2

I was testing some program and I came upon a rather unexpected anomaly.

I wrote a simple program that computed prime numbers, and used pthreads API to parallelize this workload.

After conducting some tests, I found that if i used uint64_t as the datatype for calculations and loops, the program took significantly more time to run than if i used uint32_t.

Here is the code that I ran:

#include <stdio.h>
#include <stdlib.h>
#include <stdint.h>
#include <pthread.h>

#define UINT uint64_t
#define SIZE (1024 * 1024)

typedef struct _data
{
    UINT start;
    UINT len;
    int t;
    UINT c;
}data;

int isprime(UINT x)
{
    uint8_t flag = 1;

    if(x < 2)
        return 0;

    for(UINT i = 2;i < x/2; i++)
    {
        if(!(x % i ))
        {
            flag = 0;
            break;
        }
    }

    return flag;
}

void* calc(void *p)
{
    data *a = (data*)p;

    //printf("thread no. %d has start: %lu length: %lu\n",a->t,a->start,a->len);

    for(UINT i = a->start; i < a->len; i++)
    {
        if(isprime(i))
            a->c++;
    }

    //printf("thread no. %d found %lu primes\n", a->t,a->c);
    
    pthread_exit(NULL);
}

int main(int argc,char **argv)
{   
    pthread_t *t;
    data *a;
    uint32_t THREAD_COUNT;

    if(argc < 2)
        THREAD_COUNT = 1;
    else
        sscanf(argv[1],"%u",&THREAD_COUNT);
    
    t = (pthread_t*)malloc(THREAD_COUNT * sizeof(pthread_t));
    a = (data*)malloc(THREAD_COUNT * sizeof(data));

    printf("executing the application on %u thread(s).\n",THREAD_COUNT);

    for(uint8_t i = 0; i < THREAD_COUNT; i++)
    {
        a[i].t = i;
        a[i].start = i * (SIZE / THREAD_COUNT);
        a[i].len = a[i].start + (SIZE / THREAD_COUNT);
        a[i].c = 0;
    }
    
    for(uint8_t i = 0; i < THREAD_COUNT; i++)
        pthread_create(&t[i],NULL,calc,(void*)&a[i]);
    for(uint8_t i = 0; i < THREAD_COUNT; i++)
        pthread_join(t[i],NULL);

    free(a);
    free(t);
    
    return 0;
}

I changed the UINT macro between uint32_t and uint64_t and compiled and ran the program and determined its runtime using time command on linux.

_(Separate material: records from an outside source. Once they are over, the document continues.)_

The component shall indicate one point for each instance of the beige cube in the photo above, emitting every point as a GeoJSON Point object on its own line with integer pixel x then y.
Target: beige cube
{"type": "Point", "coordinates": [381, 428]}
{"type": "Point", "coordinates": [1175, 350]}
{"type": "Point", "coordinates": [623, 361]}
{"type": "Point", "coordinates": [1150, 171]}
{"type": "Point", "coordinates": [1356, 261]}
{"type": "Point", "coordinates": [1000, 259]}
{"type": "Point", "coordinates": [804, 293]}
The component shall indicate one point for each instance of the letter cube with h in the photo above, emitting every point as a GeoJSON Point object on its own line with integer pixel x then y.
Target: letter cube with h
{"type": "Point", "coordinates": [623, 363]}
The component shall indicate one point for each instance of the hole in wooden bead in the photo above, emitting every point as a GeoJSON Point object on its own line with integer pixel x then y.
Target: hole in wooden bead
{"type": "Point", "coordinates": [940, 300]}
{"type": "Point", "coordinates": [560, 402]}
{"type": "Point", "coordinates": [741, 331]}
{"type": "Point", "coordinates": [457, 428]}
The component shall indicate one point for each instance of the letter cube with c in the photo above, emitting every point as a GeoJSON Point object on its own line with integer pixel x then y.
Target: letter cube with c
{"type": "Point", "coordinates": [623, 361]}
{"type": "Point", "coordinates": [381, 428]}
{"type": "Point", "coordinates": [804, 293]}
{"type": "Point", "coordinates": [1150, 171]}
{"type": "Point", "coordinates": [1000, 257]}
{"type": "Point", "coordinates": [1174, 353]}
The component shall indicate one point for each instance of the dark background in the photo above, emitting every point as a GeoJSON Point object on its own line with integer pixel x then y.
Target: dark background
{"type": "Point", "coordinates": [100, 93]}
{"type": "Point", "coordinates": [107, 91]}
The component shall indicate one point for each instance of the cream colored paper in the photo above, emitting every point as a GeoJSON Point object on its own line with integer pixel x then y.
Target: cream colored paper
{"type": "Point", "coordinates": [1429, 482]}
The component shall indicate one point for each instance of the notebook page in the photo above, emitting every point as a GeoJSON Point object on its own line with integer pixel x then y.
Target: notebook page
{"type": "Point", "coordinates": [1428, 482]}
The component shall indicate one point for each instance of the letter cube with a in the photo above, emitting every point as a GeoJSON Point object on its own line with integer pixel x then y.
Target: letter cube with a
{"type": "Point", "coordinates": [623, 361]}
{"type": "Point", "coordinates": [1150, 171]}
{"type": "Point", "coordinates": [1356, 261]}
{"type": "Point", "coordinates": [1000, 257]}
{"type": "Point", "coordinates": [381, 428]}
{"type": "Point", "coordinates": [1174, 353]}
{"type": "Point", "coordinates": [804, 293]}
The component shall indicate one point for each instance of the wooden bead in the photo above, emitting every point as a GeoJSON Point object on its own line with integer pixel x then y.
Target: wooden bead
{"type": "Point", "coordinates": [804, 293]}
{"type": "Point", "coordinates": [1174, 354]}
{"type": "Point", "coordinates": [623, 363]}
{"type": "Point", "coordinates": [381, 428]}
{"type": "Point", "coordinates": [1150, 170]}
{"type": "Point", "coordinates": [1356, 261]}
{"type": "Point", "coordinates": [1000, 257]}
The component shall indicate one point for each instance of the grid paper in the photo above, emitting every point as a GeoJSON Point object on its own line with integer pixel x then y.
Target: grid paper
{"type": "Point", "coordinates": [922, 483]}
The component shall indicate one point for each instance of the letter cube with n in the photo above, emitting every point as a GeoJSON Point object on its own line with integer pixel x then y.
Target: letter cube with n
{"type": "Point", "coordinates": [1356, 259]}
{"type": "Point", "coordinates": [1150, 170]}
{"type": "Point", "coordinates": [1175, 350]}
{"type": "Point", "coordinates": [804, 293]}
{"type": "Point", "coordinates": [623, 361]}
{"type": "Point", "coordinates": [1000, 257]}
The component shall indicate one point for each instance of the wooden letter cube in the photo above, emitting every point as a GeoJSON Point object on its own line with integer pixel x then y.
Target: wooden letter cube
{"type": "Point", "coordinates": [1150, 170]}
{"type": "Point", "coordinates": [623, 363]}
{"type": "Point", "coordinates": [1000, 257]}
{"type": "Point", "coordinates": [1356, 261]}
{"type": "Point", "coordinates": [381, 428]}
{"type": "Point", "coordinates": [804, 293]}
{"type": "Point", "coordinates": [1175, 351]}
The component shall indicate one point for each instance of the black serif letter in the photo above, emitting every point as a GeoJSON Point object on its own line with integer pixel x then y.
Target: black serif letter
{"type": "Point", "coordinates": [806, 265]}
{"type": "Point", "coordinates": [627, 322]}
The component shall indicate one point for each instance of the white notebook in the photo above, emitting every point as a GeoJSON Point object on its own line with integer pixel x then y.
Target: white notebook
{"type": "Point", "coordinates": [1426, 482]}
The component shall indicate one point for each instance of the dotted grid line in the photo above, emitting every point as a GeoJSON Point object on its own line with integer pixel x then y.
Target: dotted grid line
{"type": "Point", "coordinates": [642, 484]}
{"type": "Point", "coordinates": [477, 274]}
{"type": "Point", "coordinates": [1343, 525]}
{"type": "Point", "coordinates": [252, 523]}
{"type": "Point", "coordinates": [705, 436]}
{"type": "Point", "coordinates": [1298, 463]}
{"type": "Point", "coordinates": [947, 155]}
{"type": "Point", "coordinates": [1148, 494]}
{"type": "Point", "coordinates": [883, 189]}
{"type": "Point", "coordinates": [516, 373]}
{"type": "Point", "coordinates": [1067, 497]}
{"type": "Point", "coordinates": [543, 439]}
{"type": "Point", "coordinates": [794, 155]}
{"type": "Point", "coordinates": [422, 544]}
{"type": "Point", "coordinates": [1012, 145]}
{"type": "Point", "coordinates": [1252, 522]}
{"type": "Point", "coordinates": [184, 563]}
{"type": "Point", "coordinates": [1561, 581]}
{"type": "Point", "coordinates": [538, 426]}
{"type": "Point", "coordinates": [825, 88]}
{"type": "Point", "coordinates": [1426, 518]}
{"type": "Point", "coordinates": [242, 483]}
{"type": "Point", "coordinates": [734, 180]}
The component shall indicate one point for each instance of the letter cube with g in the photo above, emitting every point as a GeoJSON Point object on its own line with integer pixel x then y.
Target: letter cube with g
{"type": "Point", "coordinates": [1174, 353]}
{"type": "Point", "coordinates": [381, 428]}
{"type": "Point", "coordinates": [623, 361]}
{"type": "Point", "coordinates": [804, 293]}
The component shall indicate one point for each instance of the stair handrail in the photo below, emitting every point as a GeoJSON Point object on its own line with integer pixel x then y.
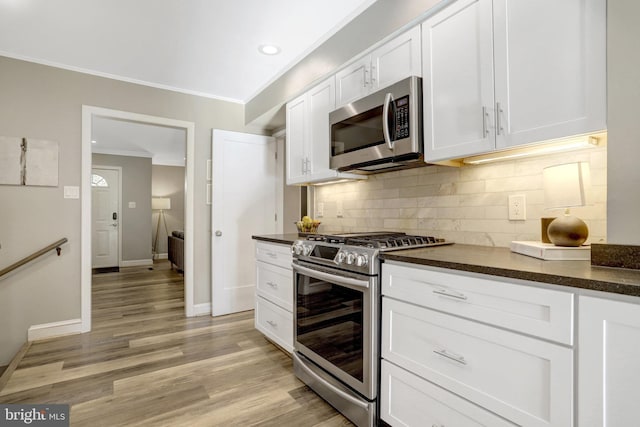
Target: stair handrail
{"type": "Point", "coordinates": [37, 254]}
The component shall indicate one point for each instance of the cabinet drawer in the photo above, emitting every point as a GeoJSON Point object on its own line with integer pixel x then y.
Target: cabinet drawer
{"type": "Point", "coordinates": [275, 323]}
{"type": "Point", "coordinates": [274, 254]}
{"type": "Point", "coordinates": [523, 379]}
{"type": "Point", "coordinates": [275, 284]}
{"type": "Point", "coordinates": [408, 400]}
{"type": "Point", "coordinates": [540, 312]}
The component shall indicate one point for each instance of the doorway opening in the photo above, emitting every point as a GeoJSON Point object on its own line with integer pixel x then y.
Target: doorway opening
{"type": "Point", "coordinates": [89, 115]}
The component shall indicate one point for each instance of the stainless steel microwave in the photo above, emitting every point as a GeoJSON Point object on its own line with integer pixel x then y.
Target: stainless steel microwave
{"type": "Point", "coordinates": [380, 132]}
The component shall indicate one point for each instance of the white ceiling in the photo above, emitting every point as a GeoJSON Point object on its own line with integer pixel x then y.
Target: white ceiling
{"type": "Point", "coordinates": [164, 145]}
{"type": "Point", "coordinates": [202, 47]}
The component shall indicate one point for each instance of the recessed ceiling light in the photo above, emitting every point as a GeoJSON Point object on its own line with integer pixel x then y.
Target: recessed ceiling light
{"type": "Point", "coordinates": [269, 49]}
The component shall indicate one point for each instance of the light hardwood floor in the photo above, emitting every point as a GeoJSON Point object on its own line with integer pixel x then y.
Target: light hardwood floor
{"type": "Point", "coordinates": [145, 364]}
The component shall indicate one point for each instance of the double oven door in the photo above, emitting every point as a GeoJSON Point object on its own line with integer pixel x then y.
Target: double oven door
{"type": "Point", "coordinates": [335, 324]}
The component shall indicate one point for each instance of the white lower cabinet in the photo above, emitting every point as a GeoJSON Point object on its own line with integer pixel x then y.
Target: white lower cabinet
{"type": "Point", "coordinates": [274, 293]}
{"type": "Point", "coordinates": [275, 323]}
{"type": "Point", "coordinates": [520, 378]}
{"type": "Point", "coordinates": [412, 401]}
{"type": "Point", "coordinates": [608, 372]}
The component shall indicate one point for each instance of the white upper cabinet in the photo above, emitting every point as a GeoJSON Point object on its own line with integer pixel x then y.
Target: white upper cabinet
{"type": "Point", "coordinates": [550, 66]}
{"type": "Point", "coordinates": [308, 144]}
{"type": "Point", "coordinates": [390, 63]}
{"type": "Point", "coordinates": [296, 140]}
{"type": "Point", "coordinates": [505, 73]}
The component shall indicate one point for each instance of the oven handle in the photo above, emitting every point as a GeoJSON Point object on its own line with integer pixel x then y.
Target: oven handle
{"type": "Point", "coordinates": [339, 392]}
{"type": "Point", "coordinates": [338, 280]}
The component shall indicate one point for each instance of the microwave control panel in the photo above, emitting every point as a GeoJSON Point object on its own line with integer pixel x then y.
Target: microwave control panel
{"type": "Point", "coordinates": [401, 119]}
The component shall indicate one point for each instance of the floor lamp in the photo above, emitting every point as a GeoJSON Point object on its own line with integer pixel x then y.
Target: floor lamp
{"type": "Point", "coordinates": [160, 204]}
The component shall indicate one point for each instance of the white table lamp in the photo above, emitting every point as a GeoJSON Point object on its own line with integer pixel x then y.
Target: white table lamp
{"type": "Point", "coordinates": [565, 186]}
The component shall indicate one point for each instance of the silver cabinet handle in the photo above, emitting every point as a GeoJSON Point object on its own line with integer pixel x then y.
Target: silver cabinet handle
{"type": "Point", "coordinates": [449, 293]}
{"type": "Point", "coordinates": [485, 128]}
{"type": "Point", "coordinates": [498, 118]}
{"type": "Point", "coordinates": [273, 285]}
{"type": "Point", "coordinates": [451, 356]}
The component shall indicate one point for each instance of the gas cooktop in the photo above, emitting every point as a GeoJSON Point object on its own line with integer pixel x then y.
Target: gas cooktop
{"type": "Point", "coordinates": [383, 241]}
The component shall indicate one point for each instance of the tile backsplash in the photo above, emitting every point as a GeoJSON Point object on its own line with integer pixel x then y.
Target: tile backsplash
{"type": "Point", "coordinates": [467, 204]}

I found major difference between the runtime for uint64_t vs uint32_t.

On using uint32_t it took the program 46s to run while using uint64_t it took 2m49s to run!

I wrote a blog post about it here : https://qcentlabs.com/index.php/2021/02/01/intelx86_64-64-bit-vs-32-bit-arithmetic-big-performance-difference/

You can check out the post if you want more information.

What might be the issue behind this? Are 64 bit arithmetic slower on x86_64 than 32 bit one?

Peter Cordes
  • 328,167
  • 45
  • 605
  • 847
  • Does the issue go away if you pad `struct _data` so that it's 64 bytes in size? A smaller size struct means more structs on the same 64-byte cache line, which will hurt performance. – Mikel Rychliski Feb 01 '21 at 19:57
  • @MikelRychliski In case of uint32_t the size of stuct is 16 bytes and in case of uint64_t size of struct is 32 bytes, as per your recomendation, I pad both of them so that they be 64 bytes. After running the test again no difference was observed, with uint64_t it took 2m49s on single thread and uint32_t took 46s on single thread. – Ankit Sharma Feb 01 '21 at 20:29
  • 2
    See https://uops.info/table.html?search=div&cb_lat=on&cb_tp=on&cb_uops=on&cb_ports=on&cb_SKL=on&cb_measurements=on&cb_iaca30=on&cb_doc=on&cb_base=on which confirms that 64-bit divide (invoked by your `x % i`) is about 3-4 times more expensive than 32-bit. So that seems consistent with what you observe. – Nate Eldredge Feb 01 '21 at 23:31
  • 1
    duplicates: [Performance 32 bit vs. 64 bit arithmetic](https://stackoverflow.com/q/8948918/995714), [what is the performance impact of using int64_t instead of int32_t on 32-bit systems?](https://stackoverflow.com/q/16841382/995714), [Does x86-64 support one of 16- 32- or 64-bit better than the others?](https://stackoverflow.com/q/21918547/995714) – phuclv Feb 02 '21 at 00:46
  • As a slight aside, for loops doing array indexing like in your main function, for best performance you generally want to make your loop counter of type `size_t`. – janneb Feb 02 '21 at 07:14

1 Answers1

3

In general 64-bit arithmetic is as fast as 32-bit, ignoring things like larger operands taking up more memory and BW (bandwidth), and on x86-64 addressing the full 64-bit registers requires longer instructions.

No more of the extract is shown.